Ba'da shubuh di Pare


Sirahku tertutup bantal. Sengaja aku lakukan untuk menutupi mata dari sinar lampu yang sengaja pula tak ku matikan. Niatnya, aku akan bangun pukul 20.30 karena schedule  malam ini mengedit tulisan yang sudah 70% jadi. Sayang, lelahku merenggut waktu. Aku terbangun pukul 21.50 dengan segenap tenaga mengusir lelah dan malas. Itu juga ku lakukan saat menunggu isya tadi. Selesai dengan yasin, badanku sungguh berat hingga limbung diatas sajadah. Untunglah suara ketuk pintu kamar mengejar lelapku untuk segera terjaga. Hingga akhirnya aku memilih lelap sejenak setelah meyapa piring dan gelas di dapur bekasku yang belum sempat aku bersihkan.

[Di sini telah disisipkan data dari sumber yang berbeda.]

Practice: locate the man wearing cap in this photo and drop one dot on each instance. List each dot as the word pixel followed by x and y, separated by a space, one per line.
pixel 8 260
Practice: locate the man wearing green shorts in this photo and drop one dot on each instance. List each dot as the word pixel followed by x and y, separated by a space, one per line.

Hari ini aku berusaha  keras untuk membuat hati dan pikiran serta suasana seperti layaknya aku di pesantren dulu. Ya tak dapat dipungkiri bahwa aku sungguh merindukan nuansa syahdu pesantren. Jiwaku seperti terikat dengan nuansa yang menyejukkan jiwa itu. Dimanapun aku berada, aku ingin menciptakan nuansa itu.
Membaca asmaul khusna ketika detik menuju pukul 07.00, mengucap bacaan dzikir setelah shalat, memanjatkan alunan do’a-do’a sebelum membaca al qur’an dan masih banyak lagi serangkaian rutinitas yang aku rindukan. Ah semuanya benar-benar menohokku begitu dalam. Jiwaku merindukan hal ini sejak hariku dikuras untuk bekerja hingga membuatnya kering kerontang. Sungguh menyedihkan hidup bersama jiwa yang mati. Untuk itu, aku tak mau lagi meninabobokan jiwaku. Melalui re-design, akan ku ciptakan setiap hal menjadi nuansa syahdu itu lagi.
Nuansa syahdu itu juga ada di gelapnya malam rumahku di Cirebon. Sekitar pukul 3 pagi, aku akan menikmati alunan syahdu suara istighfar  dari bilik masjid. Suaranya khas. Aku yakin itu suara satu orang bapak-bapak yang mencintai kesyahduan sepertiga malam. Entahlah sekang masih ada atau tidak suara itu. Terakhir ketika libur lebaran kemarin aku tak mendengarnya lagi.
Kota Kediri dan nuansanya itu juga mengikat jiwaku. Kecamatan pare tepatnya. Juli 2016 aku sempat berjabat tangan dengan Pare dan lagi-lagi membuat goresan kenangan tentang nuansa syahdu itu. Setiap menjelang shalat 5 waktu akan selalu terdengar dari bilik-bilik masjid saling bersahutan. Nuansa syahdu itu slalu ada dan menyambut semangatku untuk terus setia dengan proses belajar. Dapatkah aku merasakan hal itu lagi? 
Nuansa syahdu yang selalu di tawarkan Pare, rumahku dan pesatren itu benar-benar mengundang jiwa untuk selalu mengingat sang pencipta.
Ah indahnya jiwa ketika terbelenggu dengan hal itu.